[citation][nom]blibba[/nom]Note: Higher clocked Xeons are available.[/citation]
The point of the E5620 is to get a 32 nm LGA1366 chip for less than the i7 970 sells for. The only other 32 nm Xeon that sells for less than $870 is the Xeon E5630, which is merely 133 MHz faster than the E5620 but costs a couple hundred bucks more. All of the rest of the 32 nm Xeons are very expensive and more expensive than the i7 970 and i7 980X.
[citation][nom]elbert[/nom]Pretty good article. I wonder how a AMD Opteron 6128 Magny-Cours would stack up? Could you try OCing the 6128? Its only $275 on newegg.http://www.newegg.com/Product/Prod [...] 6819105266I know the motherboard tho is going to be costly but the Rampage III Formula isn't cheap either. If ASUS would add some OCing options to the ASUS KGPE-D16 would put a smile on my face. The ASUS KGPE-D16 would be a nice SLI motherboard for this test because its an X16 PCIE. I think it would be easier to get ASUS to fix OCing with this mobo than get Intel to make an enthusiast xeon.http://www.newegg.com/Product/Prod [...] 6813131643[/citation]
I have the setup you describe there with two Opteron 6128s sitting on an ASUS KGPE-D16. Note that I run Linux and some programs they run won't run on WINE. Here's roughly how it would stack up with these units being tested:
- 3DMark Vantage: won't run on my system. I'm predicting it will come in under the stock Xeon E5620 since the stock E5620 is quite a bit behind the 4 GHz units, and the 6-core i7 970 is barely faster than the other quad-core units at 4 GHz.
- Sandra Arithmetic & Multimedia: should beat any one of those there due to having 16 real cores.
- Sandra Memory Bandwidth: eight channels of DDR3-1333 is more than twice as fast as their systems. The only question is to whether or not Sandra likes NUMA or not. If it does, then two Opteron 6128s would be much, much faster. If not, then it would be much lower. I'm downloading it right now and will update when I get to run it and tell you for certain.
- COD2: lower score than the E5620 since this is a clock-speed-limited benchmark that does not scale beyond four cores.
- Metro 2033: would probably be similar to the other units since this is not a CPU-limited benchmark.
- DiRT2: would be slightly lower than the stock E5620 since we see no scaling advantage with the i7 970 and a small decrease in framerates with the stock E5620 versus the other chips.
- Just Cause: not a CPU-bound game, just like Metro 2033
- iTunes 10: this is a single-threaded benchmark and the Opteron 6128s would be considerably slower than the stock E5620.

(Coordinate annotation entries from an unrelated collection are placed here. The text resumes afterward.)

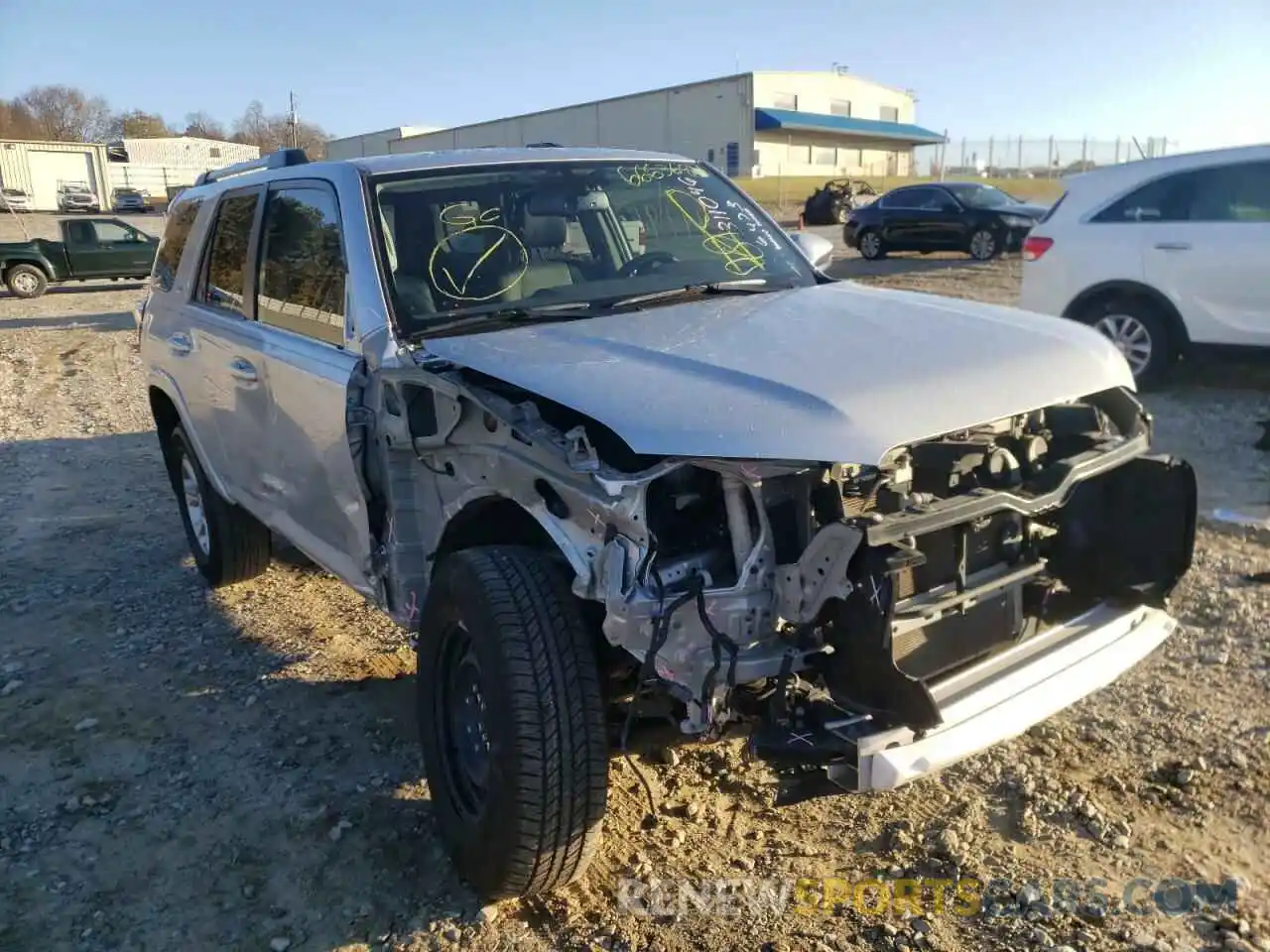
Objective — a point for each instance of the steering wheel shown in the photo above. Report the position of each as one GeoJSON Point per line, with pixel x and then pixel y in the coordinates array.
{"type": "Point", "coordinates": [649, 259]}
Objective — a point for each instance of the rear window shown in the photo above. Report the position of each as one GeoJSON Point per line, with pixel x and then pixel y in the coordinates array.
{"type": "Point", "coordinates": [181, 221]}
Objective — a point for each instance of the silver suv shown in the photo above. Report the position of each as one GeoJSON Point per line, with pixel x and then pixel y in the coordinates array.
{"type": "Point", "coordinates": [702, 479]}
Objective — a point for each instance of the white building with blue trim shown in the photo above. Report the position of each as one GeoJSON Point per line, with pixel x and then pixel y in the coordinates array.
{"type": "Point", "coordinates": [826, 123]}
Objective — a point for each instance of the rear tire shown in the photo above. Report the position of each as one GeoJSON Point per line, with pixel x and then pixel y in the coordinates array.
{"type": "Point", "coordinates": [227, 542]}
{"type": "Point", "coordinates": [26, 281]}
{"type": "Point", "coordinates": [1141, 331]}
{"type": "Point", "coordinates": [512, 721]}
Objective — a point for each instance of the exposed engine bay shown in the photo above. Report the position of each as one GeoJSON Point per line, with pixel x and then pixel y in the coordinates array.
{"type": "Point", "coordinates": [825, 597]}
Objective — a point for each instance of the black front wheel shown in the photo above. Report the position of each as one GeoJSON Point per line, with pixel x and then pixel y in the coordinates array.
{"type": "Point", "coordinates": [512, 721]}
{"type": "Point", "coordinates": [983, 245]}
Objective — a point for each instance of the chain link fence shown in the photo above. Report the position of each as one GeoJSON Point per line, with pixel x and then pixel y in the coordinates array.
{"type": "Point", "coordinates": [1019, 157]}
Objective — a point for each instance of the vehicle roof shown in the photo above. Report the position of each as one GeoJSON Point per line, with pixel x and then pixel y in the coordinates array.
{"type": "Point", "coordinates": [439, 159]}
{"type": "Point", "coordinates": [1150, 168]}
{"type": "Point", "coordinates": [457, 158]}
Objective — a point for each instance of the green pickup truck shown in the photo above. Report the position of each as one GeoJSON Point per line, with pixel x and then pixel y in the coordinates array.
{"type": "Point", "coordinates": [90, 249]}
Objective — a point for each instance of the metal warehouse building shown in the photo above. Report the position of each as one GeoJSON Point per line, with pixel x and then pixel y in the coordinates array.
{"type": "Point", "coordinates": [372, 143]}
{"type": "Point", "coordinates": [36, 168]}
{"type": "Point", "coordinates": [751, 123]}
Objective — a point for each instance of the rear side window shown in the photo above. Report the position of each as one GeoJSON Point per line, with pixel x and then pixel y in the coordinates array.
{"type": "Point", "coordinates": [181, 222]}
{"type": "Point", "coordinates": [1053, 208]}
{"type": "Point", "coordinates": [225, 285]}
{"type": "Point", "coordinates": [302, 286]}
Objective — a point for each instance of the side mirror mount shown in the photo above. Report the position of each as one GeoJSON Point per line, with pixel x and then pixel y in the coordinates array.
{"type": "Point", "coordinates": [818, 250]}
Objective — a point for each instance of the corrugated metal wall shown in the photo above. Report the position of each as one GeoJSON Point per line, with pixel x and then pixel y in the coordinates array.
{"type": "Point", "coordinates": [187, 151]}
{"type": "Point", "coordinates": [23, 166]}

- Handbrake: should beat any of the chips there since this is well-threaded. I can't directly compare to their test since I don't have their same 1 GB VOB file to work on.
- DivX: should be the same story as Handbrake.
- XviD: not a very well-threaded program, and any of the chips there will beat two Opteron 6128s. XviD on Linux is poorly-threaded too.
- MainConcept: same as Handbrake and DivX, with the two 6128s likely being much faster than the Xeons and Core i7s.
- Photoshop: unknown. Photoshop loves Intel CPUs and is moderately-threaded, so I couldn't tell you if it would beat an i7 970.
- 3dsMax: the Linux version of this app scales very well, like the Windows version tested here appears to. The 6128s should beat the chips here handily.
- AVG: AVG isn't that well threaded beyond four cores, so the 6128s would not do all that stellar in this application.
- WinRAR: same as AVG, it's not a very well threaded program.
- 7-zip: is very threaded and two 6128s would be faster than any of the chips here.
- Temperatures above ambient: impossible to directly compare, but my 6128s run about 35 C over ambient (52-57 C) full-load using Dynatron A6s heatsinks with roughly 2000 rpm on the fans. The Dynatron A6s are far smaller than the units used to cool the LGA1366 chips.
- Power consumption: my system is obviously set up differently from theirs, but the CPU idle/load power consumption figures in my box are roughly in line with the 4 GHz chips and higher than the stock Xeon E5620. That is because I have two CPUs in the machine instead of just one like they do. A single Opteron 6128 has an idle power draw within a few watts of a single Xeon E5620 but consumes 20-30 W or so more power at full load.